Ein weiterer Diskussionsbereich betraf die Resonanz an den Schulen und in den Medien. In den meisten Fällen - so berichteten die Jugendlichen - habe keine Ausweitung oder Diskussion über die Veranstaltung im Unterricht stattgefunden; es sei meistens bei einer Erwähnung geblieben. Auch seien nicht alle Lehrer informiert gewesen. Dennoch habe die Lehrerschaft die Veranstaltung und die Teilnahme von Schülerinnen und Schülern begrüßt, die allerdings im Umfeld ihrer Mitschülerschaft gewissen Erklärungsbedarf gehabt hätten.

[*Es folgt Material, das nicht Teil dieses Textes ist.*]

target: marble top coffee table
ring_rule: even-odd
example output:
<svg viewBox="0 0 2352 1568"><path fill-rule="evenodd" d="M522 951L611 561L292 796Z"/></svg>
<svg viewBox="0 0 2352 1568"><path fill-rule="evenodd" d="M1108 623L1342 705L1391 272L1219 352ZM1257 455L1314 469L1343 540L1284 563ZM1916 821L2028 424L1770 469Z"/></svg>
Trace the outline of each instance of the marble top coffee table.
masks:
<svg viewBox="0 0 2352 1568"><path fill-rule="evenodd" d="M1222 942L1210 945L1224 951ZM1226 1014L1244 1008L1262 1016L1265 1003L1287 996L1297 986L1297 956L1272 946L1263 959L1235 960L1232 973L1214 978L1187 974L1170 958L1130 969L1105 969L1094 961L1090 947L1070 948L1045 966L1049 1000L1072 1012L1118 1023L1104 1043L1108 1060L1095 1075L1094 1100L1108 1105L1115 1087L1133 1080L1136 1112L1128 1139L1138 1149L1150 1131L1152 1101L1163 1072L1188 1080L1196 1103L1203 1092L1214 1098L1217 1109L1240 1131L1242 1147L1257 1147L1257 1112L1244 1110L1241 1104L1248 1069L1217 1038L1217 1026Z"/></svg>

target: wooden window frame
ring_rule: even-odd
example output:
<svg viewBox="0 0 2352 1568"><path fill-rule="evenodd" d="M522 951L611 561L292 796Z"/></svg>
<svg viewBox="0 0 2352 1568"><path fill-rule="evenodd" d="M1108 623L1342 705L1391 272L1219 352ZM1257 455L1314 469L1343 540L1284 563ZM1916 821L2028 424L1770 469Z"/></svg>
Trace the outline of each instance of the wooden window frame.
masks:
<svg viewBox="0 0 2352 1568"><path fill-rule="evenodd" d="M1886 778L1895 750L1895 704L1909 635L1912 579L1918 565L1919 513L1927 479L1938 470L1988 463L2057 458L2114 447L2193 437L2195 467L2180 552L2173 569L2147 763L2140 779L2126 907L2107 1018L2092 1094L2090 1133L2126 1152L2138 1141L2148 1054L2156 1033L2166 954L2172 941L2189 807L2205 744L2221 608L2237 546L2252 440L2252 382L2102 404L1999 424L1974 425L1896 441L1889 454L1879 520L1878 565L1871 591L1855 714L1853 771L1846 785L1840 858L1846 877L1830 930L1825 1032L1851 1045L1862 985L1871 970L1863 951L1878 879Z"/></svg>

Die Berichterstattung in den Medien und deren Interesse an der Veranstaltung wurde von allen Jugendlichen durchaus kritisch gesehen, zumal sie sich selbst ein Bild über die Art der Berichterstattung haben machen können.

Die Senatsvertreter informierten, daß nach den Vorgaben in den Bildungs- und Rahmenplänen politische Themen bereits vor der 10. Klasse in den Unterricht einfließen könnten. Die Schulen müßten ihre Möglichkeiten handlungsorientiert einsetzen und Politik mit Leben erfüllen. Auch die Mitsprache der Schülerinnen und Schüler in der Schule sei ein wichtiger Teil zur politischen Erziehung. Die Senatsvertreter regten an, die Veranstaltung "Jugend im Parlament" weiterzuentwickeln und auch über den bisherigen Teilnehmerkreis hinaus gezielt publik zu machen.

Die Ausschußmitglieder bedankten sich bei den Jugendlichen für die gemachten Anregungen und Verbesserungsvorschläge.

Der Jugend- und Sportausschuß empfiehlt der Bürgerschaft, von der Drs. 76/5090 und von diesem Bericht sowie den Stellungnahmen der mitberatenden Ausschüsse Kenntnis zu nehmen.